(Columbia/Sony Music)
Il faudrait parfois s’abstenir complètement de lire l’opinion d’autres journalistes avant de s’attaquer à la critique d’un disque. Car la seule question qui mérite réellement d’être posée à propos de I Don’t Like Shit, I Don’t Go Outside, second album solo d’Earl Sweatshirt, a déjà été précisément circonscrite par Eric Thurm dans son (long) article paru dans Pitchfork, Earl Sweatshirt and Tyler, the Creator’s Odd Future as Mature Adults.

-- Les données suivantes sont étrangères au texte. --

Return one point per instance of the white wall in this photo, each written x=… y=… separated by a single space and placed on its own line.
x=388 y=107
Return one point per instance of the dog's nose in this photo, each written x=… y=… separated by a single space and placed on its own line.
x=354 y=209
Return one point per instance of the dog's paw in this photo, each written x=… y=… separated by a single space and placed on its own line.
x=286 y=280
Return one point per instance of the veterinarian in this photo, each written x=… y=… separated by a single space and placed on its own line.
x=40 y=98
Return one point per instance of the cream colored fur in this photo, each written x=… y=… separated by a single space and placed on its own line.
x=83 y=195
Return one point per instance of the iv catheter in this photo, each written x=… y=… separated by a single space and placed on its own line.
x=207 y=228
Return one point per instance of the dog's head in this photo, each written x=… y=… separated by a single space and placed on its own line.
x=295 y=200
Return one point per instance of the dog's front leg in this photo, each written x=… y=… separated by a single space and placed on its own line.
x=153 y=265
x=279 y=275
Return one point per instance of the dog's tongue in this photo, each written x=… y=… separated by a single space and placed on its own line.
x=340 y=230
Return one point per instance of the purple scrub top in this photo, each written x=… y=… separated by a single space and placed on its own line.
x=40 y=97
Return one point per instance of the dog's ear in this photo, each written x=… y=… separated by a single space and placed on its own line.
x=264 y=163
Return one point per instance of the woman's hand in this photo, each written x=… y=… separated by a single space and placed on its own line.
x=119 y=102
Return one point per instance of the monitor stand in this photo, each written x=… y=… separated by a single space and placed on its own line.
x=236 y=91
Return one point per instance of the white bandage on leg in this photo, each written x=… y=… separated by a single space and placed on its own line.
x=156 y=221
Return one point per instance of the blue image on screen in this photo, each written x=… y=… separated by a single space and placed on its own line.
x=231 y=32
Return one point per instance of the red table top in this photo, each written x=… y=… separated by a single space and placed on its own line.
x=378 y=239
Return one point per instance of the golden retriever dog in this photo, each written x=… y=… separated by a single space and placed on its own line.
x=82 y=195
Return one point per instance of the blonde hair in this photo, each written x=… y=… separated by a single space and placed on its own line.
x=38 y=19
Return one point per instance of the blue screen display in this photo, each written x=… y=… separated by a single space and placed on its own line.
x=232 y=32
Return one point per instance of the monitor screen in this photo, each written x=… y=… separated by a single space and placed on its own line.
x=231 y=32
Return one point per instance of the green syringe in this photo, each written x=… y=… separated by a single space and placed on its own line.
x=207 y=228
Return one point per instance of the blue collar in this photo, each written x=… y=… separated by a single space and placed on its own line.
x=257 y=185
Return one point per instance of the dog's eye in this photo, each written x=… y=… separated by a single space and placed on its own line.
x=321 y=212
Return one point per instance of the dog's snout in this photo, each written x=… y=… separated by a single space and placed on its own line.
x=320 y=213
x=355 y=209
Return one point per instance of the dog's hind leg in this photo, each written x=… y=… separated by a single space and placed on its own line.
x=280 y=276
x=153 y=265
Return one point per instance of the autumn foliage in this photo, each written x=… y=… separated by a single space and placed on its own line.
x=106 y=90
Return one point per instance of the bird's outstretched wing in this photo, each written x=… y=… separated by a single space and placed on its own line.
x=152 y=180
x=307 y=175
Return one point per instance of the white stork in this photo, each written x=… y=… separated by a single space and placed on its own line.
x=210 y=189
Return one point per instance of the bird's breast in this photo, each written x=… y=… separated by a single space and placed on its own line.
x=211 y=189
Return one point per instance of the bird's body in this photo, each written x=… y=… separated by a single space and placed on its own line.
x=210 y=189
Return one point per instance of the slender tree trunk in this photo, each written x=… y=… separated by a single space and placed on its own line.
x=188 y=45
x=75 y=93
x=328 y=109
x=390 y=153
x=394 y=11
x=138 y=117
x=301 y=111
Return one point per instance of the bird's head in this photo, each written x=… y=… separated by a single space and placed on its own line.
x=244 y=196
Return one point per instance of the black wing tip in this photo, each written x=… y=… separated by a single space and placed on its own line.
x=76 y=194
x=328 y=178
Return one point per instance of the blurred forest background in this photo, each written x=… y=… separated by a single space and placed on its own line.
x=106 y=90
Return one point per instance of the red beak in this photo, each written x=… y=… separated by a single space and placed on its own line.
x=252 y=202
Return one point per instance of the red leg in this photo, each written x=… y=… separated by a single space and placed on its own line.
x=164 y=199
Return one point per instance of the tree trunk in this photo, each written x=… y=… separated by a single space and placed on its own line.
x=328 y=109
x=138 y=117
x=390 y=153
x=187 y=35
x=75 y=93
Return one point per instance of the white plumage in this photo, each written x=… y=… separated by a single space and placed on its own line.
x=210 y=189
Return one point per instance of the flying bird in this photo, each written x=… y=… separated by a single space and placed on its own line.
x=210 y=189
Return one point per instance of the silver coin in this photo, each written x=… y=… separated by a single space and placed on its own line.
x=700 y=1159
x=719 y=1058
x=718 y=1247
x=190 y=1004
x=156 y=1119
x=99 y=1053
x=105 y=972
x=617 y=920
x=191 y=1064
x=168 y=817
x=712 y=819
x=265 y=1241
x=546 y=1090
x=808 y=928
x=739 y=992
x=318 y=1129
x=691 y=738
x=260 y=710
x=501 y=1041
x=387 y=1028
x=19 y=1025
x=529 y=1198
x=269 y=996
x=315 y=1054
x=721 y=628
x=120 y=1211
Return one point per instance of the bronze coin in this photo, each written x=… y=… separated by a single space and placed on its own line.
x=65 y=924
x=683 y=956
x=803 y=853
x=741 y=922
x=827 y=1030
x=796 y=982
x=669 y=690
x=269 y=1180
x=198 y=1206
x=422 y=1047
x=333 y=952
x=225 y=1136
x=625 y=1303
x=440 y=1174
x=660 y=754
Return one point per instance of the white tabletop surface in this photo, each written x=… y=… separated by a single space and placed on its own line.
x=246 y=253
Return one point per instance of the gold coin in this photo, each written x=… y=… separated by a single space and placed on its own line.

Le passage à l’âge adulte est à la fois la thématique sous-jacente de ces trente minutes de rap ténébreux, et un fascinant paradoxe pour ce membre du collectif Odd Future, connu pour porter depuis 2007 la voix d’une nouvelle espèce de kids afro-américains en colère, aussi effrontément créatifs que sal(ac)ement provocateurs. Bien sûr, Doris (2013), son premier LP enregistré après une rééducation forcée aux îles Samoa, exsudait déjà une noirceur peu commune pour un garçon de son âge.
Mais les névroses et angoisses exposées portaient tout de même le sceau de la jeunesse. Deux ans plus tard, Thebe Neruda Kgositsile ne va pas mieux, bien au contraire.
Tant dans la production, minimale et dépressive jusqu’à l’étouffement (et dont il est presque entièrement responsable sous le nom de RandomBlackDude), que dans son flow grave et neurasthénique (d’où ne filtre plus aucune hésitation) et ses textes complexes lestés par la désillusion, ce qu’on entend semble terriblement éloigné des préoccupations habituelles d’un jeune homme de vingt-et-un ans (à part l’alcool et la weed, qui ne connaissent plus d’âge limite). “I don’t act hard, I’m a hard act to follow”, dit-il sur Grief.
Pas sûr, en effet, que les fans de son âge continueront de le suivre jusqu’au bout de la nuit (noire). Et si c’était le cas, ce serait aussi réjouissant pour l’état du hip hop que flippant pour celui de la jeunesse actuelle.